Delhi may be home to a minuscule 0.13 per cent of all rural folk in the country (according to the latest census, a little under seven per cent of Delhi's 13.8 million population is rural), but a whopping nine per cent of the all-India sales of 'Lal Dant Manjan', a toothpowder primarily targeted at rural folk, take place in Delhi alone.
In fact, 28 per cent of all Lal Dant Manjan sales take place in the four metros of Delhi, Kolkata, Mumbai and Chennai. And 32 per cent of all bidis, again a smoking habit you'd associate primarily with rural markets, are sold in the four metros and Hyderabad and Bangalore.
Makes you wonder a bit, doesn't it, about why hotshot marketers from companies like Coke and Pepsi are constantly running around to the interiors of India looking for rural markets when these markets are in their very backyard -- besides, these companies have hardly made a dent in even the urban market's drinking habits.

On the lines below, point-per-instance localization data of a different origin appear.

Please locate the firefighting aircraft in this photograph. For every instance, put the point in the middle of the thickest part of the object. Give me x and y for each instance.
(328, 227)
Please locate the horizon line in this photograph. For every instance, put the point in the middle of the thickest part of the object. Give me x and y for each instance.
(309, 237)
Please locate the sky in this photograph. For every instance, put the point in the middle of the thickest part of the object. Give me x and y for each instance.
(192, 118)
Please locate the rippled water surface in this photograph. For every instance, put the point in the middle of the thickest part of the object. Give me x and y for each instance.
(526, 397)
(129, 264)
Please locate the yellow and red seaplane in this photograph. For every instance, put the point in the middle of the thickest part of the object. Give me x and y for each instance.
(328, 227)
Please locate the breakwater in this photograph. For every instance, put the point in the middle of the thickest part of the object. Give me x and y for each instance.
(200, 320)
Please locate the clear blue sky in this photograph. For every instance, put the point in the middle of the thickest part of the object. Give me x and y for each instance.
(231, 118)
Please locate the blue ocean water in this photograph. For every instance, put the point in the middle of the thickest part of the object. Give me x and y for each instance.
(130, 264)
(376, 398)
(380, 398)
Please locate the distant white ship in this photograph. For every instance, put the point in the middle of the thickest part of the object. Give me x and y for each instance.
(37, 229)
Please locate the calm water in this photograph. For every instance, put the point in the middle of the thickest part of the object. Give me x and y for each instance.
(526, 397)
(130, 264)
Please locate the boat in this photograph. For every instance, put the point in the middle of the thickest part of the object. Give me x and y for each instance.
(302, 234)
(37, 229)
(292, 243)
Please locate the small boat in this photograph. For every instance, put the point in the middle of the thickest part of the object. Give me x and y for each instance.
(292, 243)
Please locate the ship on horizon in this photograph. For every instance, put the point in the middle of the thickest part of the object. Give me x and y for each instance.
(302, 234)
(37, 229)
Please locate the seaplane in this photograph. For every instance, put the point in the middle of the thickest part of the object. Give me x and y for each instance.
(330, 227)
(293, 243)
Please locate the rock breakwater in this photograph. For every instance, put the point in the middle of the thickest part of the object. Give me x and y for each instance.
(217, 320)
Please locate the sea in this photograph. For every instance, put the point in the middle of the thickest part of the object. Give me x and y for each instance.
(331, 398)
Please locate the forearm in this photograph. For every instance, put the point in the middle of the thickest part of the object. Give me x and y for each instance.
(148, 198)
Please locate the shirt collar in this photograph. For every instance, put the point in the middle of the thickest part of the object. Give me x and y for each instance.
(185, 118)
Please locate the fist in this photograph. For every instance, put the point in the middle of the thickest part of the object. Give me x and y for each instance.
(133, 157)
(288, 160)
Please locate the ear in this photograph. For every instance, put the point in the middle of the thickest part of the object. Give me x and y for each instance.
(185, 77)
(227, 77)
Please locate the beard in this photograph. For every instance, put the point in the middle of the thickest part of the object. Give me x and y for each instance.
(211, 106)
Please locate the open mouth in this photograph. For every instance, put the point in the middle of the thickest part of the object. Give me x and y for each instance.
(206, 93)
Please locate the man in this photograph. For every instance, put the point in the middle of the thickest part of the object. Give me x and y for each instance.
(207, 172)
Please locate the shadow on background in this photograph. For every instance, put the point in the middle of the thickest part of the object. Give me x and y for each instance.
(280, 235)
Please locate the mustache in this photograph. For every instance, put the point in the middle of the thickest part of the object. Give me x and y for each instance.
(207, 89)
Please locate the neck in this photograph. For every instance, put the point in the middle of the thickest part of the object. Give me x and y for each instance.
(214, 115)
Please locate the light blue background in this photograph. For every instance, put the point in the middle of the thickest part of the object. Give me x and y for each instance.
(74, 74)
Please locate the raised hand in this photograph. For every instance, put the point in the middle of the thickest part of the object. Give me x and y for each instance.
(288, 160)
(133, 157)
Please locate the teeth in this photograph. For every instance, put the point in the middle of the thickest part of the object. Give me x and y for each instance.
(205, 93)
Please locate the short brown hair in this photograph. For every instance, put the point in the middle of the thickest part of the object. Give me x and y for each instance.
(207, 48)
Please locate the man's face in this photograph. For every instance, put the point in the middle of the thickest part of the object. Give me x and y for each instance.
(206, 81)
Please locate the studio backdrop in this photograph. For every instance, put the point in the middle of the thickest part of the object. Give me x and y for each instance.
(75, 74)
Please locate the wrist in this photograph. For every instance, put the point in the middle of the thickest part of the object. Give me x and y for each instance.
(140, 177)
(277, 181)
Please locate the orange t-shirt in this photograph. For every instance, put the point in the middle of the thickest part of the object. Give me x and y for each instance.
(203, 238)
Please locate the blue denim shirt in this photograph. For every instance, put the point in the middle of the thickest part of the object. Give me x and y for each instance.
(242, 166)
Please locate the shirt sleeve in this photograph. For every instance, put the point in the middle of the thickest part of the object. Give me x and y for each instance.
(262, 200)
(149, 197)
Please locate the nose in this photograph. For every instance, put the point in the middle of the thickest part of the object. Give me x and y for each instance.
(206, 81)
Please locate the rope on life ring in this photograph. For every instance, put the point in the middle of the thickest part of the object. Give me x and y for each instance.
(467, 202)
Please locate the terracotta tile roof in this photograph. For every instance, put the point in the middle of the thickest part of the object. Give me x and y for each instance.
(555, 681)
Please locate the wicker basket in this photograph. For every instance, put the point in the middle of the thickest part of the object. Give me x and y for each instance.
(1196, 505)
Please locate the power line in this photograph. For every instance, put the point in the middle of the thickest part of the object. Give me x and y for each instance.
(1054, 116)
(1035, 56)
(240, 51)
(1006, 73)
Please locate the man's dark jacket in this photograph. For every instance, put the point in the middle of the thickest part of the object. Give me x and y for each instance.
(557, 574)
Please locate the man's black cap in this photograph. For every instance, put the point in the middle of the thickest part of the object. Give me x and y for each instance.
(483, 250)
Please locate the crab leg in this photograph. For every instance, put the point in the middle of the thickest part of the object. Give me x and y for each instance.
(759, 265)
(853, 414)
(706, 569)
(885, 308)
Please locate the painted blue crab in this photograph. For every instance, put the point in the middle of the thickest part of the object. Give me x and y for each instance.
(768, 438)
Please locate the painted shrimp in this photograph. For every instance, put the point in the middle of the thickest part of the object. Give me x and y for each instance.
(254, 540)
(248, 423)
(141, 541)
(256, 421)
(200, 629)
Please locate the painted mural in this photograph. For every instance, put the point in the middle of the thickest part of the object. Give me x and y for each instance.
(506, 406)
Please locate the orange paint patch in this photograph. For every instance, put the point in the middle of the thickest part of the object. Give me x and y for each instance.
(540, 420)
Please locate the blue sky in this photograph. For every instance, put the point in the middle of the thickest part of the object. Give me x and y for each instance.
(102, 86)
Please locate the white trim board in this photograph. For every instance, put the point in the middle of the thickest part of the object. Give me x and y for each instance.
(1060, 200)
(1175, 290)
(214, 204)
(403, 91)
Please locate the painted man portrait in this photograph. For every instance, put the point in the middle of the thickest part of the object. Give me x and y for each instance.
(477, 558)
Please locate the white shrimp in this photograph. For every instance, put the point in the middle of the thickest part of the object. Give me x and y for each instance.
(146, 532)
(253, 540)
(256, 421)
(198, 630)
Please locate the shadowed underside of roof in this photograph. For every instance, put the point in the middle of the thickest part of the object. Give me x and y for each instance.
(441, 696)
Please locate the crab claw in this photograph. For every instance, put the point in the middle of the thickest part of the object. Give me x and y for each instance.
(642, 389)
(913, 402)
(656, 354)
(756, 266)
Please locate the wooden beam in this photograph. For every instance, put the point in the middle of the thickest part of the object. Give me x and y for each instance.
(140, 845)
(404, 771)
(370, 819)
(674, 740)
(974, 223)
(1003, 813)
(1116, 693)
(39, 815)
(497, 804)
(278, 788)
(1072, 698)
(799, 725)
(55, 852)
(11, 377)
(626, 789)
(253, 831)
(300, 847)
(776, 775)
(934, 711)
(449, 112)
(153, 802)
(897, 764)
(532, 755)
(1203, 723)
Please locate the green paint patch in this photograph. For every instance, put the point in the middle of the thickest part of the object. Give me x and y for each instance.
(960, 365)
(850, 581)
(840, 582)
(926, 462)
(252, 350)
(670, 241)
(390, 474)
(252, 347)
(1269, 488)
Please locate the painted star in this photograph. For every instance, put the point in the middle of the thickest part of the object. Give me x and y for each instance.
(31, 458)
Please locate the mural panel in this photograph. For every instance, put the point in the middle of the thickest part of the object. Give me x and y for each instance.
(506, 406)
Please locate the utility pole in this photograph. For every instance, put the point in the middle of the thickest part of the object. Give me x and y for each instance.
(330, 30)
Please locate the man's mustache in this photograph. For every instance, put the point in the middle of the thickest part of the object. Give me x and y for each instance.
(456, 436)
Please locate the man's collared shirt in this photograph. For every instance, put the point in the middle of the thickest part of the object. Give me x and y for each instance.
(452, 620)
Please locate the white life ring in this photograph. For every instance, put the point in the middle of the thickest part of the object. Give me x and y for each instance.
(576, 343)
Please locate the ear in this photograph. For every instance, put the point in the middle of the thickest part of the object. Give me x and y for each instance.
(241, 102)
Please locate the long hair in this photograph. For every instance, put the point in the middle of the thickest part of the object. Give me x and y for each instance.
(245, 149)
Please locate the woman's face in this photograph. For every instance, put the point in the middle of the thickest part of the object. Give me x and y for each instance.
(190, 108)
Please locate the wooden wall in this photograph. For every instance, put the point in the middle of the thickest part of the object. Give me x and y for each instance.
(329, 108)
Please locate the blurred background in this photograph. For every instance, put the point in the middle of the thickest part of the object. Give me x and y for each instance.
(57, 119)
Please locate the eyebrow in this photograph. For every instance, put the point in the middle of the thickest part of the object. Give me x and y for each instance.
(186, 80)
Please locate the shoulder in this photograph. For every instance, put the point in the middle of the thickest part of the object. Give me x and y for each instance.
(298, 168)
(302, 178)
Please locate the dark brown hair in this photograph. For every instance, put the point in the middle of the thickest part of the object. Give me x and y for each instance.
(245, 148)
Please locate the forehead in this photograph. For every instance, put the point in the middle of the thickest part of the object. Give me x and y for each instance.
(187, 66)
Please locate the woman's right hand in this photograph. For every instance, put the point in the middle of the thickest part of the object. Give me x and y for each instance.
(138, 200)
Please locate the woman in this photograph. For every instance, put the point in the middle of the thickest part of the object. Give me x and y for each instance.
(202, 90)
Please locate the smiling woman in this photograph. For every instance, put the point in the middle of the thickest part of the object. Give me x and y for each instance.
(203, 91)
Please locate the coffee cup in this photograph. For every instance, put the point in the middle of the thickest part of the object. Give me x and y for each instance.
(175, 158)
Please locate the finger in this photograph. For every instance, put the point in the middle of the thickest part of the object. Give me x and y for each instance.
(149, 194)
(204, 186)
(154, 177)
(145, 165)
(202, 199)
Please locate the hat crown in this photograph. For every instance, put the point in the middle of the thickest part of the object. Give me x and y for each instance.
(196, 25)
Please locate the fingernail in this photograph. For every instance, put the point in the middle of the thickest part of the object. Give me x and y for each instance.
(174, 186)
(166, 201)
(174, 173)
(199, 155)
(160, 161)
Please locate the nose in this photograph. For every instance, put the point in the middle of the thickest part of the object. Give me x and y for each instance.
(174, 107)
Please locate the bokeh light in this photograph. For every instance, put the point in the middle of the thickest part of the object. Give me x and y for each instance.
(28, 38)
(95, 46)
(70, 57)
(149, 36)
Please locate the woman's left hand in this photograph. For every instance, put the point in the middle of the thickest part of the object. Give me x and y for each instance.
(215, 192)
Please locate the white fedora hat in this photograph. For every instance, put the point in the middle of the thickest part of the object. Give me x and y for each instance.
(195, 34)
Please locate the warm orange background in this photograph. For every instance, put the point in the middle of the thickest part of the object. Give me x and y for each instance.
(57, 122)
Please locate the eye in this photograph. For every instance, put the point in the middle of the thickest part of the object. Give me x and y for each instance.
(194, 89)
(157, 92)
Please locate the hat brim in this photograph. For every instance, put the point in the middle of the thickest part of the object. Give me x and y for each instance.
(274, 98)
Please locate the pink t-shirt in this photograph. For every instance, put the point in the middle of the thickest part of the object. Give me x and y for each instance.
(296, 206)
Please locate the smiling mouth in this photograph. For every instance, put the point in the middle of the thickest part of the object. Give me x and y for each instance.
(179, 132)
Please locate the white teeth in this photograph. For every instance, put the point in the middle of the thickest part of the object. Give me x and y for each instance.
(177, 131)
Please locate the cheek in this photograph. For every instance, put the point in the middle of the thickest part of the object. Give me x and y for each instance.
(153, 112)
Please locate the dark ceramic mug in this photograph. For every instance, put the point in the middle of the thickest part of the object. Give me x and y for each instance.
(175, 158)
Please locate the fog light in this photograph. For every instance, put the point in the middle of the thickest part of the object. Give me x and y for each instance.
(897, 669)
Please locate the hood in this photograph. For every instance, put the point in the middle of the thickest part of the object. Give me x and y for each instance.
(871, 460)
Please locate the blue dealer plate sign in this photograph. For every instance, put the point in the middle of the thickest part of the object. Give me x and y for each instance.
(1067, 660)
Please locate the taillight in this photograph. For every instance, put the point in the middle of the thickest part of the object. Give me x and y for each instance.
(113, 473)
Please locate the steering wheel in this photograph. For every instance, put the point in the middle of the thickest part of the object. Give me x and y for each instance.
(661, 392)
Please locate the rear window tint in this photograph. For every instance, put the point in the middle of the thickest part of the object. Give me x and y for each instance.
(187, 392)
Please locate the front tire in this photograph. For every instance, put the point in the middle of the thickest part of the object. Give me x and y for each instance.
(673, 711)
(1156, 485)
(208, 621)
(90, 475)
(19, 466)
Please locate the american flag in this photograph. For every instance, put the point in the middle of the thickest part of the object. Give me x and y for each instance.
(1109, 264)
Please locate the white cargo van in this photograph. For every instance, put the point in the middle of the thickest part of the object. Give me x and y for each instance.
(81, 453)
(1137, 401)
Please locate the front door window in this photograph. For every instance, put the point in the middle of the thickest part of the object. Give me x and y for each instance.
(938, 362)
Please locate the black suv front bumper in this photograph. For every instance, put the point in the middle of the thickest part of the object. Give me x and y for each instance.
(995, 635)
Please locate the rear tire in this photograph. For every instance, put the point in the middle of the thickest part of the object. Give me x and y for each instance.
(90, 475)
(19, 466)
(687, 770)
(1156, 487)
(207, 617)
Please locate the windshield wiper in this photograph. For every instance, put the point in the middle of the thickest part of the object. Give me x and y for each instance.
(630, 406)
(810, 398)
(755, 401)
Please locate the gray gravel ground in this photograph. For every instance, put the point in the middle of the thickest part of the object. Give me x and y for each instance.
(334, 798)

Ironically, Coke's winning jingle -- Thanda matlab Coca Cola -- was conceived for connecting with the rural masses, but became a major hit in urban areas.
According to Sudershan Banerjee who used to head cellular phone Hutch's operations in India and now sells tobacco-free bidis, appropriately branded Vardaan (very literally, a 'boon' for nicotine-junkies from their fairy godmother or patron-saint), the research his company Dalmia Consumer Care conducted showed that 40 per cent of urban Indians were 'rural' in their mindset, or as he puts it, 'rurban.'
IRS data collated in the latest Marketing Whitebook from Businessworld confirms Banerjee's hypothesis for several top cities -- almost mirroring consumption patterns in Delhi, 25 per cent of Kolkatans and 22 per cent of Mumbai-ites use toothpowders, something typically associated with rural markets.
Not surprisingly, at a CII marketing summit where Banerjee made this point, Nestle India's chief Carlo Donati was quite dismissive of the mad rush in search of the rural consumer -- three fourths of India may live in rural areas, he conceded, but finding and servicing these customers was expensive and hit your profit margins.
While Coca-Cola India chief Sanjiv Gupta refused to rise to the bait, or answer specific questions on Coke's margins for rural areas versus urban ones, he did concede that rural operations were an expensive business -- the disposable income in rural areas is usually half that in urban areas, and distributors often have to drive 200 kilometres to service five shops to drop off less than a case of Coke each time.
That said, Gupta chose to counter this by claiming that per capita consumption of Coke had doubled in rural areas last year, and that 80 per cent of new users were coming from rural areas once Coke came up with the Rs 5 bottle.
It is, though, difficult to understand why the same logic, of finally getting the pricing strategy right, shouldn't have led to a similar jump in consumption levels in urban areas.
(While on Coke, an interesting point that came up in the same CII summit, is that the majority of the world's top brands are those that have been around for a long time -- just two of the top 50 global brands are under 20 years old, while for India, the figure is a slightly higher six.
Coke, for instance, has been around since 1886. So, the question arises, if Coke's credibility is such a big thing, and has survived more than 117 years, why is it that its Atlanta headquarters is so unruffled about the fact that Coke products contain unacceptably high levels of pesticide in India, certainly many times more than those in its international product?
Possibly because global NGOs like Greenpeace and PETA haven't taken it up yet. That's a cue for Sunita Narain of the Centre for Science and Environment who first exposed the high pesticide content!)
Interestingly, companies like Hindustan Lever who also sell a lot in rural areas have moved beyond just the simple rural-urban division, or even the conventional SEC A1 to E2 classification of people.
Lever has devised its own Living Standards Measure (LSM) on the basis of attributes like what goods people own and has 18 LSM classes of customers as opposed to just 8 SEC categories -- LSM categories 5 to 7, for instance, are typically SEC B and C families but live in a four-room house and own a washing machine and a camera.
In addition to this already confusing classification, companies like Lever then bung in various types of psychographics of their product.
Lifebuoy was seen as a brand used by people who needed self-assurance, according to Lever's director Aart Weijburg, and through some subtle repositioning using TV advertisements, Lifebuoy was seen as a self-affirmation brand.
While that sounds like just so much mumbo jumbo to non-marketing types like me, the fact of the matter is that at a time when both the volume and the value of toilet soaps is falling, Lifebuoy's marketshare rose from 11.9 in 2001 to 15 in June 2003. Similar repositioning of Lux saw its marketshare go up from 13.3 to 16.2.
Given that profit margins for most Indian MNC arms, whether it's a Lever or a Colgate, are nearly double those of their international parents, perhaps those huge salaries marketing executives get paid for mouthing inanities are justified. Just perhaps.